I'll be interested in hearing how you like that motor and how it lasts but I don't understand how you total a trolling motor every year? My bow mount is from 2004.


----------



## bcbouy (May 16, 2016)

i guess its just heavy usage.we camp/fish almost every weekend for 7/8 months out of the year,and average at least 100 fishing days.so i'd average it to roughly 600 hours per year.


----------



## ChiefCubby (May 16, 2016)

I find that interesting, too. Any chance you're missing an opportunity to use the same one for a long period of time? I know a lot of tournament anglers that put at least that much stress on their trolling motors and keep theirs alive for many, many years.

Sent from my SM-G900P using Tapatalk


----------



## richg99 (May 17, 2016)

Great looking install. I am sure that you will like the bow mount over a transom mount. I know I would.

I, too, wonder what kept breaking on your transom mounts over the years??

richg99


----------



## Fishfreek (May 24, 2016)

WOW!!!

1 a year seems WAY to often especially for Minn Kota, I just replaced mine and it was 11 years old the only problem I ever had with them is the transom bracket braking but that is an easy and cost effective fix. I'm sure mine has had 500 + hours of run time per year in salt water and another 100 to 200 hrs in fresh water.


----------



## jethro (May 24, 2016)

bcbouy said:


> i guess its just heavy usage.we camp/fish almost every weekend for 7/8 months out of the year,and average at least 100 fishing days.so i'd average it to roughly 600 hours per year.



I fish no less than 30 hours a week between May and December and my 2004 Powerdrive is still good as new. So that's 960 hours and I am being conservative. I am often on my boat 20 hours on Saturday and Sunday alone.

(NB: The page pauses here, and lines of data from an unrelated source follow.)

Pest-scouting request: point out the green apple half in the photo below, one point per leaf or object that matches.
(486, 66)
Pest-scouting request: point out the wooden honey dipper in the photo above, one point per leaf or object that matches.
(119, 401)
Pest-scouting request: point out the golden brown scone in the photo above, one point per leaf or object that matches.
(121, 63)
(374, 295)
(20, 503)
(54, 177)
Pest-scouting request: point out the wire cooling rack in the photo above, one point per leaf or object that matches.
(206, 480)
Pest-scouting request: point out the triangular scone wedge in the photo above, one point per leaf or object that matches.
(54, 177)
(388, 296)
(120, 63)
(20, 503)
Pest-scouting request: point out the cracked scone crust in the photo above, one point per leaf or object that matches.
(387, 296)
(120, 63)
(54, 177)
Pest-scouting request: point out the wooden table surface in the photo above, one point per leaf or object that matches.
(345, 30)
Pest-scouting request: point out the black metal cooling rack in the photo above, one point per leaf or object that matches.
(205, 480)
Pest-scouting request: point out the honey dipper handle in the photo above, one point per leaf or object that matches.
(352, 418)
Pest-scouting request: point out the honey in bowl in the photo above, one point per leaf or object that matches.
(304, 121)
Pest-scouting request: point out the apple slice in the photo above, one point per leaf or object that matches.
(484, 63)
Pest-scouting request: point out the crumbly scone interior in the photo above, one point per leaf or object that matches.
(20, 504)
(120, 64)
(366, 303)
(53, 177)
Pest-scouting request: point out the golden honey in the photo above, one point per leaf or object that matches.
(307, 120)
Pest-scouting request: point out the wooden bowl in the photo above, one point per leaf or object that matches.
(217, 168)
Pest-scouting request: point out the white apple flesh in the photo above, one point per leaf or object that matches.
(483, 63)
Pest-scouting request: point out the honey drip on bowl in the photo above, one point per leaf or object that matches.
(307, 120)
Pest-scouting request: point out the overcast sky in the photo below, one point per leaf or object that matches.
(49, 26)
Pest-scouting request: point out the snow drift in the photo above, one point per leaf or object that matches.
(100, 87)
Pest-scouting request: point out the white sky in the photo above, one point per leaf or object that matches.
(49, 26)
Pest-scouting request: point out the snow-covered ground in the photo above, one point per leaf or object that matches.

Something is wrong if you are replacing a trolling motor more than the battery that powers it.


----------



## bcbouy (May 25, 2016)

i agree somethings wrong.its not on my end, so it's on minn kota.what can i tell you.2 motors in 2 years.the facts speak for themselves.one motor was corroded inside and one lost a bearing or brush something.i pulled the prop off and it was sloppy as hell. i also just replaced my dual deep cycles,8 years old.


----------



## Kismet (May 25, 2016)

Congratulations, I hope the new troller lasts a long time.

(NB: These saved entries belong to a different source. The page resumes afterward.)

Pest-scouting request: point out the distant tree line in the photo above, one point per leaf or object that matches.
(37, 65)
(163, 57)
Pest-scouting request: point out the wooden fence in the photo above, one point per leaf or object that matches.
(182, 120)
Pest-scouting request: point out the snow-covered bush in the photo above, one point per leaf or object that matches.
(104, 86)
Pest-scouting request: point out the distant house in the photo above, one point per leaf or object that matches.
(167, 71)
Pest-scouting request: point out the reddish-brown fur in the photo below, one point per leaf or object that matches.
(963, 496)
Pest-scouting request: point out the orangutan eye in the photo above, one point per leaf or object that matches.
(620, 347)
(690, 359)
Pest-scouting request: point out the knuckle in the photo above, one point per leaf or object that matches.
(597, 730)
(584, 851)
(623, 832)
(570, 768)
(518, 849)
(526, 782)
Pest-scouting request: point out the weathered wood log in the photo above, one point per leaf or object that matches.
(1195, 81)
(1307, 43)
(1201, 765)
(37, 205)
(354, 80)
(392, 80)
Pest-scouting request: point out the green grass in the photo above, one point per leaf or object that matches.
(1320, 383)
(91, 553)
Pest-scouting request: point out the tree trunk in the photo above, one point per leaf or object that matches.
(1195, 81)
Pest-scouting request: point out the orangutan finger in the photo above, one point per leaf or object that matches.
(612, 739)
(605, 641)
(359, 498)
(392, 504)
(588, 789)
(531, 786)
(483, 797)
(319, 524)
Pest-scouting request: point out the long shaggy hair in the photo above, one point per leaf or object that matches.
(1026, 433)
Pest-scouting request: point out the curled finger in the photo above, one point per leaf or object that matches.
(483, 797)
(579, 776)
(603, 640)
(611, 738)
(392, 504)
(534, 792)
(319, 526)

Might be worth a note to MinnKota with pictures. They need to be aware of any issues, especially since you went to another brand after giving them a fair shot.

Be safe, have fun.


----------



## perchjerker (May 25, 2016)

I thought Minn Kotas had 2 year warranties on them? Unless I am missing something here

https://www.minnkotamotors.com/warranty-information/


----------